So it turns out that the epilogue CFA info was causing segfaults on CI but not locally, and I wasn't able to find the root cause after much head-scratching. Since epilogue info is not necessary for our unwind needs (it only becomes necessary if one has a trap somewhere in the middle of the mov rsp, rbp / pop rbp / ret sequence, or if one wants to instruction-step through that sequence and have gdb print a nice backtrace while in the middle), and since the current state of both the new x64 backend and the aarch64 backend is that no epilogue CFA info is provided, I've gone ahead and re-simplified to provide only prologue info.
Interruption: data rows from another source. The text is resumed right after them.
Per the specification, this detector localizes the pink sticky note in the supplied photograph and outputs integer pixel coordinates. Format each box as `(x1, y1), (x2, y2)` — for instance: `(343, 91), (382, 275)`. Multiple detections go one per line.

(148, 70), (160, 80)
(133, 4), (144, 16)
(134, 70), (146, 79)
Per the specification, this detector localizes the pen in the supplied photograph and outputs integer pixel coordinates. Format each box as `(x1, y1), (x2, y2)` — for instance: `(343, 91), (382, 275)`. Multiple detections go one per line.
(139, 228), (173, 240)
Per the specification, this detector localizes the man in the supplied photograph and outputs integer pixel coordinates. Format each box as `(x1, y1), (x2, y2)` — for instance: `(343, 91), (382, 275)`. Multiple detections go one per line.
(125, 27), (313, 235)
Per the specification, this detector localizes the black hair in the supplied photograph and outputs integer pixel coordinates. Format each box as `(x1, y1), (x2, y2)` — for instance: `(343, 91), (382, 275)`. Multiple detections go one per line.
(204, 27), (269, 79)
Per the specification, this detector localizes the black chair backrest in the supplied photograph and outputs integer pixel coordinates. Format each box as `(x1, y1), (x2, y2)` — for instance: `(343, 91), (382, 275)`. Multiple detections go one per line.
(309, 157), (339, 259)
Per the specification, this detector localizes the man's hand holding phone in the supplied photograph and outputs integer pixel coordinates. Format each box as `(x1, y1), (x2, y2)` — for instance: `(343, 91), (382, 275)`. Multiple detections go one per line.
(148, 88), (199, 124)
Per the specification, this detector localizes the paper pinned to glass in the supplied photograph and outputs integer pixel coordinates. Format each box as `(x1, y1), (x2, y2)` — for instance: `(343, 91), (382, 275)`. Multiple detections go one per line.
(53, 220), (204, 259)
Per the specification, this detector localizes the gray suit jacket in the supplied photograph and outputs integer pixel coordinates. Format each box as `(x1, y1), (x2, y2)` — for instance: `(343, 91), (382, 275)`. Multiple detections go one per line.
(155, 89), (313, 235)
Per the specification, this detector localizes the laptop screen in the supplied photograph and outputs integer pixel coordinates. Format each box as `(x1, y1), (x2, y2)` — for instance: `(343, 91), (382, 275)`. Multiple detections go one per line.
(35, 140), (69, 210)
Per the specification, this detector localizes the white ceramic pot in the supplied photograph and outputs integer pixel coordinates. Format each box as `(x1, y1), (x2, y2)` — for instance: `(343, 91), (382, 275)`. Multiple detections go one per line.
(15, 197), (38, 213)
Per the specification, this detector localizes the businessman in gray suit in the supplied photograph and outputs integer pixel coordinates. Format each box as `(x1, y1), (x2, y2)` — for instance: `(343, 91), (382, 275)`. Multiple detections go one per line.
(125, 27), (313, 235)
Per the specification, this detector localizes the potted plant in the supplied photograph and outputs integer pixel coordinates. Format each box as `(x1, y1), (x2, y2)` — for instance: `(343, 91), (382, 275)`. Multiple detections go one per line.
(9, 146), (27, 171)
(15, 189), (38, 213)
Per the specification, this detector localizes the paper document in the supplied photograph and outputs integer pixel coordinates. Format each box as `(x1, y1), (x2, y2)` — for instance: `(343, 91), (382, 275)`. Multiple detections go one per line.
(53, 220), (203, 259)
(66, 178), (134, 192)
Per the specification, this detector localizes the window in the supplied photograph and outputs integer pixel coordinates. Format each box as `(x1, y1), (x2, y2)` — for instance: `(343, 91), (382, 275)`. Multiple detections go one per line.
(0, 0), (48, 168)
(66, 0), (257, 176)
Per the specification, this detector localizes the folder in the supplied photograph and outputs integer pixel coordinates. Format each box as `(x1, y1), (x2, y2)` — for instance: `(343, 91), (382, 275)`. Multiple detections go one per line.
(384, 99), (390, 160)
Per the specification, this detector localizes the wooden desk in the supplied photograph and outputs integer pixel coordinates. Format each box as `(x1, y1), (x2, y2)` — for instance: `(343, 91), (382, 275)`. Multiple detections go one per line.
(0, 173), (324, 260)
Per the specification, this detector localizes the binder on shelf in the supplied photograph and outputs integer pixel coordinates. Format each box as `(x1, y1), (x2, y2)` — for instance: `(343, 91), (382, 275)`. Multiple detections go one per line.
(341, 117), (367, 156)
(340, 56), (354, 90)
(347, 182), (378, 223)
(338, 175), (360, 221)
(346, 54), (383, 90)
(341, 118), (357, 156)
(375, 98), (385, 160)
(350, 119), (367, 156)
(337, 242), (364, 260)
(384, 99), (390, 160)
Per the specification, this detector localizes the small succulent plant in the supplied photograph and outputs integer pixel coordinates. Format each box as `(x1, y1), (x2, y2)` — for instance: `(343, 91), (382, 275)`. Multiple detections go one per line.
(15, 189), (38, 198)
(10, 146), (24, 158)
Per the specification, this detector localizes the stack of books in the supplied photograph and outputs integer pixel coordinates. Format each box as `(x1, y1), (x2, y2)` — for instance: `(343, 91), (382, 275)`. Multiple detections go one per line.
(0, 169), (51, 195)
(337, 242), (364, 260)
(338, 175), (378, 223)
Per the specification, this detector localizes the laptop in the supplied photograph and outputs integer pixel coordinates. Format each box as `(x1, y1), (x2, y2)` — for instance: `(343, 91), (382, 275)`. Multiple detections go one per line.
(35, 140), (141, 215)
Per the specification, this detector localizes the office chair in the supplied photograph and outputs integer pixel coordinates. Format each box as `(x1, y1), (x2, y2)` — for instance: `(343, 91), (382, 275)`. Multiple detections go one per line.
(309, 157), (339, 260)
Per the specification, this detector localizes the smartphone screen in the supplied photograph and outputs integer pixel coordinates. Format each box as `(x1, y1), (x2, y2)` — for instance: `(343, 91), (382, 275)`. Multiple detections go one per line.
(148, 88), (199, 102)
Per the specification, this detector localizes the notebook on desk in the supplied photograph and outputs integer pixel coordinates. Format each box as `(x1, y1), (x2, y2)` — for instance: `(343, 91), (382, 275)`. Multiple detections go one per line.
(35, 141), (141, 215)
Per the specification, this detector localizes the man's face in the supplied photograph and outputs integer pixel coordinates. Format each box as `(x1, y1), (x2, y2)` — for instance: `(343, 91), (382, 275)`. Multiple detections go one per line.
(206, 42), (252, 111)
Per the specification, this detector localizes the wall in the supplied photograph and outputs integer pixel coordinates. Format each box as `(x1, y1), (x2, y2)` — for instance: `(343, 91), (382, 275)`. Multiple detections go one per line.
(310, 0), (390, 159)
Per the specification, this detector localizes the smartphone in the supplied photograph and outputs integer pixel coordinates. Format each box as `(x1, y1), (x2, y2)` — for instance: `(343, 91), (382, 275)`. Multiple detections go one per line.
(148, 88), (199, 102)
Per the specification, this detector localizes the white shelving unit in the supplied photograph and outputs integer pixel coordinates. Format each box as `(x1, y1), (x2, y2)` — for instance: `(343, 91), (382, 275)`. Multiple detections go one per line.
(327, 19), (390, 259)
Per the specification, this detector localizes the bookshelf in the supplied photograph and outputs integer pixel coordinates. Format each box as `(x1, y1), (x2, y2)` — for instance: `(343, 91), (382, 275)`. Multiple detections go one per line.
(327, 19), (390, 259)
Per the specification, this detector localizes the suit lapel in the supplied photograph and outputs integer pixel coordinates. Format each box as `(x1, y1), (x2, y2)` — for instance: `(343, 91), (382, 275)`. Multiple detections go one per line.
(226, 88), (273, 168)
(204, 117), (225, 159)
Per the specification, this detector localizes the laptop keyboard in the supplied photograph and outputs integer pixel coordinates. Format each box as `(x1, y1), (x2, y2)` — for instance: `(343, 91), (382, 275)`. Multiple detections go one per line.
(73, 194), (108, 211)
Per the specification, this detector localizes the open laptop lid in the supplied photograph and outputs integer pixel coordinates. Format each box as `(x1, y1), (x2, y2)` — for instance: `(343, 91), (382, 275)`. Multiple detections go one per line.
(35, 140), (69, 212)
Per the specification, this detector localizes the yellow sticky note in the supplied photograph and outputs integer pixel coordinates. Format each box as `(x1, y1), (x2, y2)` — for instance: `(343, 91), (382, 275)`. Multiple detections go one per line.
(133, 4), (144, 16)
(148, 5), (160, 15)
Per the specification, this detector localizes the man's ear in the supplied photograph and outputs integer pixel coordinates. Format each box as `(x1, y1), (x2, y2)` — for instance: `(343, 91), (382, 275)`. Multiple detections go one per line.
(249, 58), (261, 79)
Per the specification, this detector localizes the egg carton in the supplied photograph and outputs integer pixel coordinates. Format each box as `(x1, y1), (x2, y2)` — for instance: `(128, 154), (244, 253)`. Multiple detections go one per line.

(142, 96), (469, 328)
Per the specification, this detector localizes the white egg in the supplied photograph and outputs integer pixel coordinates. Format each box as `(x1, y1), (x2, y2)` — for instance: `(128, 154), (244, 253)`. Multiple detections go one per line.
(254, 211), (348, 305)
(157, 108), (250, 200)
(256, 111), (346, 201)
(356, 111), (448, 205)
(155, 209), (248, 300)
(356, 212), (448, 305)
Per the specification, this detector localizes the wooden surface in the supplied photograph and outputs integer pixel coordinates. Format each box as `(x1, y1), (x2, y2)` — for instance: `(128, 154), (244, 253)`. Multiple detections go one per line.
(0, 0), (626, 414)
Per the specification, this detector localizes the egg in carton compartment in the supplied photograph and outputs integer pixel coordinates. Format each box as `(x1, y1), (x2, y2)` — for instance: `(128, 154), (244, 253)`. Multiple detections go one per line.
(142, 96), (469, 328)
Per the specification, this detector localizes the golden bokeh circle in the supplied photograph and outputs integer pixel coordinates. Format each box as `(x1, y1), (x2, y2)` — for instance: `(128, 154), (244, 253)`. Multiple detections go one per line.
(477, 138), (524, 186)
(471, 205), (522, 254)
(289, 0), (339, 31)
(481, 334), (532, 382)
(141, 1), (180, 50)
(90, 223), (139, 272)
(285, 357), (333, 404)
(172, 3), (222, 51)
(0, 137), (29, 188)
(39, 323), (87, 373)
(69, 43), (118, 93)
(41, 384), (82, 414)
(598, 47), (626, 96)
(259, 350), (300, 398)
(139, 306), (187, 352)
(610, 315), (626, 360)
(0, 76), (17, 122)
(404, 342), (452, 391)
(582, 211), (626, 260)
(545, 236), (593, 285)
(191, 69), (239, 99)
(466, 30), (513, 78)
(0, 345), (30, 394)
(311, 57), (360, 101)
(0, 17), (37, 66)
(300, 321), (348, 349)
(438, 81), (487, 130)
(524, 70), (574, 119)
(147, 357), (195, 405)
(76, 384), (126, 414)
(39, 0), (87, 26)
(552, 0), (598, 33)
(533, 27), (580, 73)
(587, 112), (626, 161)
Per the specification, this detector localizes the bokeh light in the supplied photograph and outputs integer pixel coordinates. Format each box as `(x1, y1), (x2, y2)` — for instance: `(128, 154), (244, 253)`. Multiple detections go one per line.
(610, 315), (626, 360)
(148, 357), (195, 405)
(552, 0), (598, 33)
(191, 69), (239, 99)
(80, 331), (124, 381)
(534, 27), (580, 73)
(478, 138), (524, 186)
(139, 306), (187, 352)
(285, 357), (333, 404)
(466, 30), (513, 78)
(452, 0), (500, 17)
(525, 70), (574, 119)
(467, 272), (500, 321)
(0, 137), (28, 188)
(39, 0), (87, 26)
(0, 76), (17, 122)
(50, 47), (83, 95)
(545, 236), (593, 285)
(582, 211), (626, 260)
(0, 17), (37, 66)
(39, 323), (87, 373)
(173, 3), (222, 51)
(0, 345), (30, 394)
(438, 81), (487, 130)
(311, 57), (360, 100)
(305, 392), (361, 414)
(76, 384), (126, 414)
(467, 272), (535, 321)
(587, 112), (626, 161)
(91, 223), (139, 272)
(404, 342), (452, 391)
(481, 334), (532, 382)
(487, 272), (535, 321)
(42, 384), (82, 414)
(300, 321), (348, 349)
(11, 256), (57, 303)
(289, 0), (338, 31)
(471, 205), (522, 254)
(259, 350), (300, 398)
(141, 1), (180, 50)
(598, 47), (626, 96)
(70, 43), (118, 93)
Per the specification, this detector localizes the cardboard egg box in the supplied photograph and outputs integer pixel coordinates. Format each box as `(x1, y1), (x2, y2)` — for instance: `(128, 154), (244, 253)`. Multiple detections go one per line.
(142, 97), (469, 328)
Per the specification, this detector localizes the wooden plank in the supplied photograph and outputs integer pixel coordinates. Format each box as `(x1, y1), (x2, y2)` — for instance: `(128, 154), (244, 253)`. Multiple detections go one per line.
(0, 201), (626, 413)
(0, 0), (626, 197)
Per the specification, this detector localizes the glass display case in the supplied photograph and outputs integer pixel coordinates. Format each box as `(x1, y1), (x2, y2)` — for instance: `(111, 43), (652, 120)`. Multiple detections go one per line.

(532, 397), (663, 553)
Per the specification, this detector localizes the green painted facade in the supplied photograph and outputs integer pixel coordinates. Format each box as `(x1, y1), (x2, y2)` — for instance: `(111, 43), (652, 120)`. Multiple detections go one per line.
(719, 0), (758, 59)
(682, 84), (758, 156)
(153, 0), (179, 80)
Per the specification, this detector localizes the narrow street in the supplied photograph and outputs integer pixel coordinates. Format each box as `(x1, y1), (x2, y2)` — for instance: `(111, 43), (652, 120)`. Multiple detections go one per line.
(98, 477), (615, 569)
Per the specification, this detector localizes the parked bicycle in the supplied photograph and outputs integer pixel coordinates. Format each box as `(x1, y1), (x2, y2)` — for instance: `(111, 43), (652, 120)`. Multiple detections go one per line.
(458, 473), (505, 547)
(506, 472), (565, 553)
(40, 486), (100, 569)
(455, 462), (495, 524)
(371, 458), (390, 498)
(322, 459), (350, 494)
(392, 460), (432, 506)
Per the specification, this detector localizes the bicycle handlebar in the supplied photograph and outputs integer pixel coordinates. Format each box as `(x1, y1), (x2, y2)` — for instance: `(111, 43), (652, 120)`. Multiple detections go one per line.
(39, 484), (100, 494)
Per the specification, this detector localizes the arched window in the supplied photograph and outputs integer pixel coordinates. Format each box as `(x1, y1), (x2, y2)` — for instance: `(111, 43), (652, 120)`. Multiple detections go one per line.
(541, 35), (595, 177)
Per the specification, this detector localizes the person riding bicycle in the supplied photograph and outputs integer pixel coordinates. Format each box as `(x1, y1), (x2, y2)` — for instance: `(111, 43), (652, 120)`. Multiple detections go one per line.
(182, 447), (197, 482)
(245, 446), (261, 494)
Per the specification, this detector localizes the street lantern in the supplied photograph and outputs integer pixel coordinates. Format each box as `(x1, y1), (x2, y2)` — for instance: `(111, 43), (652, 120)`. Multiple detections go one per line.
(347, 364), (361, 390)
view this post on Zulip Wasmtime GitHub notifications bot (Mar 11 2021 at 02:53):

cfallin edited a comment on Issue #2710:

So it turns out that the epilogue CFA info was causing segfaults on CI but not locally when switching to the new backend in #2718, and I wasn't able to find the root cause after much head-scratching. Since epilogue info is not necessary for our unwind needs (it only becomes necessary if one has a trap somewhere in the middle of the mov rsp, rbp / pop rbp / ret sequence, or if one wants to instruction-step through that sequence and have gdb print a nice backtrace while in the middle), and since the current state of both the new x64 backend and the aarch64 backend is that no epilogue CFA info is provided, I've gone ahead and re-simplified to provide only prologue info.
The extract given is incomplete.